I'm trying to prove the following example given in my lecture notes:
Example: On $\mathbb R^{2}$ , Euclidean metric and the metric $d(x,y) = \min(1, |x-y|)$ are topologically equivalent.
Initial thoughts: I know I have to show that there are $0<c,C<\infty$ such that $$cd_1(x,y) \le d_2(x,y) \le Cd_1(x,y) $$
case i) $|x-y| \le 1$ which implies $d_2(x,y) = 1$ \case ii) $|x-y| \gt 1$ which implies $d_2(x,y) = |x-y|$
I tried using the fact that both are basically calculating distance and the following to find $c$ and $C$.

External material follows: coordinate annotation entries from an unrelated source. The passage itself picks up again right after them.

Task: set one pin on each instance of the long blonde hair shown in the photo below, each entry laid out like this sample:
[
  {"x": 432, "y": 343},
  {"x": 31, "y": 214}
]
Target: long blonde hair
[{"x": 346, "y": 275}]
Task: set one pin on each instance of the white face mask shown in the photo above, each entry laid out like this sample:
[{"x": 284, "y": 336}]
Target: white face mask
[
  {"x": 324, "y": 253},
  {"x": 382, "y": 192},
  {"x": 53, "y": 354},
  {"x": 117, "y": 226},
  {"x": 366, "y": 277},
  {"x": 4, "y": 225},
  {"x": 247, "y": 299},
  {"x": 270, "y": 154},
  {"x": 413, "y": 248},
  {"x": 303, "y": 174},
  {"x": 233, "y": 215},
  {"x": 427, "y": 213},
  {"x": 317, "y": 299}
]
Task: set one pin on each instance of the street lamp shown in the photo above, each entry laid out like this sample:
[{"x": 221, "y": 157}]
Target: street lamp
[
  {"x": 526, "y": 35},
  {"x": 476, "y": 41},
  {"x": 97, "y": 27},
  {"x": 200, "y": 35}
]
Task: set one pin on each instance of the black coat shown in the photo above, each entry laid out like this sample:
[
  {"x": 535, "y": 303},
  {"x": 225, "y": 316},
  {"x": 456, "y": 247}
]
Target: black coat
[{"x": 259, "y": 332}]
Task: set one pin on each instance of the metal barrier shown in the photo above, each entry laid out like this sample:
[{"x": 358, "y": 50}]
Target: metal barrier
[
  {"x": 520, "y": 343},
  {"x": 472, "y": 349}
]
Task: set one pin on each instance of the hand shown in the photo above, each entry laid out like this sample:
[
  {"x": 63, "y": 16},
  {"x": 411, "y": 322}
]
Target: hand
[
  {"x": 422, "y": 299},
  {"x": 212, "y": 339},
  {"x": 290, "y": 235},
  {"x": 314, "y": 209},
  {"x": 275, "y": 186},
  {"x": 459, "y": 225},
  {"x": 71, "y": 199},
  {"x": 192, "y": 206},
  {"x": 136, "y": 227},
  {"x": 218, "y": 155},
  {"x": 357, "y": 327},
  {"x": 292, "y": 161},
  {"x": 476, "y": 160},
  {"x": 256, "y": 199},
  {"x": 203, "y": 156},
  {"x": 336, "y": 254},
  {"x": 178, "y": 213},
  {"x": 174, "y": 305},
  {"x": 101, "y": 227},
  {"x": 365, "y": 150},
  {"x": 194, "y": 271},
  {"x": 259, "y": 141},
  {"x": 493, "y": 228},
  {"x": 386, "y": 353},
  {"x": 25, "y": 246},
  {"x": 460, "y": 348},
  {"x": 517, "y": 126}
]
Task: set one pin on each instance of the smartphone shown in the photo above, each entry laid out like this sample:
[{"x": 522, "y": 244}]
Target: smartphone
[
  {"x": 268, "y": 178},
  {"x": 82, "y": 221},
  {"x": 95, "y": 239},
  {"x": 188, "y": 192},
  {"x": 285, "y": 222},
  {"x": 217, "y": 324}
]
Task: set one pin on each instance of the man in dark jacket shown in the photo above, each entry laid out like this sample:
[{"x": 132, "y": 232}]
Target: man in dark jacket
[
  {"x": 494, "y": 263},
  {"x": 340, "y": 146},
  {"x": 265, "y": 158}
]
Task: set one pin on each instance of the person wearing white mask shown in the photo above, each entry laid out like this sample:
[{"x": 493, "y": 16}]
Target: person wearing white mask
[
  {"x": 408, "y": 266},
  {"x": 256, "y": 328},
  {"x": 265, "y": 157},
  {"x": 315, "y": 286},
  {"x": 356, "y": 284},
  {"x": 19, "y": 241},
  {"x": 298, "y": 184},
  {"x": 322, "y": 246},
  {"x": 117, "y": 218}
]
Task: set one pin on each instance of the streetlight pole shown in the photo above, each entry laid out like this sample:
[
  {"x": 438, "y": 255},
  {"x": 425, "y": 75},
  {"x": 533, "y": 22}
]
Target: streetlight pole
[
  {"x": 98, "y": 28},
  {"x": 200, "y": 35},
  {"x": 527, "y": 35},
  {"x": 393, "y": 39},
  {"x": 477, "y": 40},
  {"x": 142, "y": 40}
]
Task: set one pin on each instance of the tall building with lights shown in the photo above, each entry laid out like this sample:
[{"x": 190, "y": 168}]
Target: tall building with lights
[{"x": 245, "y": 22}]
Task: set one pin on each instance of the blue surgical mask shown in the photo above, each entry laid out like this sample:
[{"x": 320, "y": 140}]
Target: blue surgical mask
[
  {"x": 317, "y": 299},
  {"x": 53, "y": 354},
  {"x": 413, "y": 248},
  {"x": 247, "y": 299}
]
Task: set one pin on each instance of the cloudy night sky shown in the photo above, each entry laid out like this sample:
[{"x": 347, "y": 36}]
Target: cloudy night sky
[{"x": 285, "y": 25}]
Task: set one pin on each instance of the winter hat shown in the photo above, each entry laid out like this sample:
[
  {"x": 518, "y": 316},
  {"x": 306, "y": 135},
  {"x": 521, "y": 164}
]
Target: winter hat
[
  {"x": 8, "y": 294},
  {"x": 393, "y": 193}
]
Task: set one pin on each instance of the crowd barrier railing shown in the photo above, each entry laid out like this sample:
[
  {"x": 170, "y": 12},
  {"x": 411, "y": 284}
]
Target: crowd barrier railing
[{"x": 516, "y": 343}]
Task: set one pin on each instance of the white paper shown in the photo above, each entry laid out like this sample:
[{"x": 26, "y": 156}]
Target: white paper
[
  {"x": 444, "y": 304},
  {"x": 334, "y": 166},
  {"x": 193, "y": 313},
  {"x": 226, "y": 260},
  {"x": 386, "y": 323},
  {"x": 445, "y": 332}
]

$$\sqrt[]{(p-q)^2} = |p-q|$$
I can't seem to work out a solution. Alternatively, I could show that all $d_1$ and $d_2$ open sets coincide but I have no idea how to go about that. Any help appreciated! Sorry about the messy formatting, I'm not used to MathJax.
HINT.- Prove that the identity function is continuous from $E_1=(\mathbb R^2,d_1)$ to $E_2=(\mathbb R^2,d_2)$ and reciprocally (this is not difficult). So you have proved that every open set of $E_2$ is an open set of $E_1$ and viceversa i. e. both topologies are equivalent.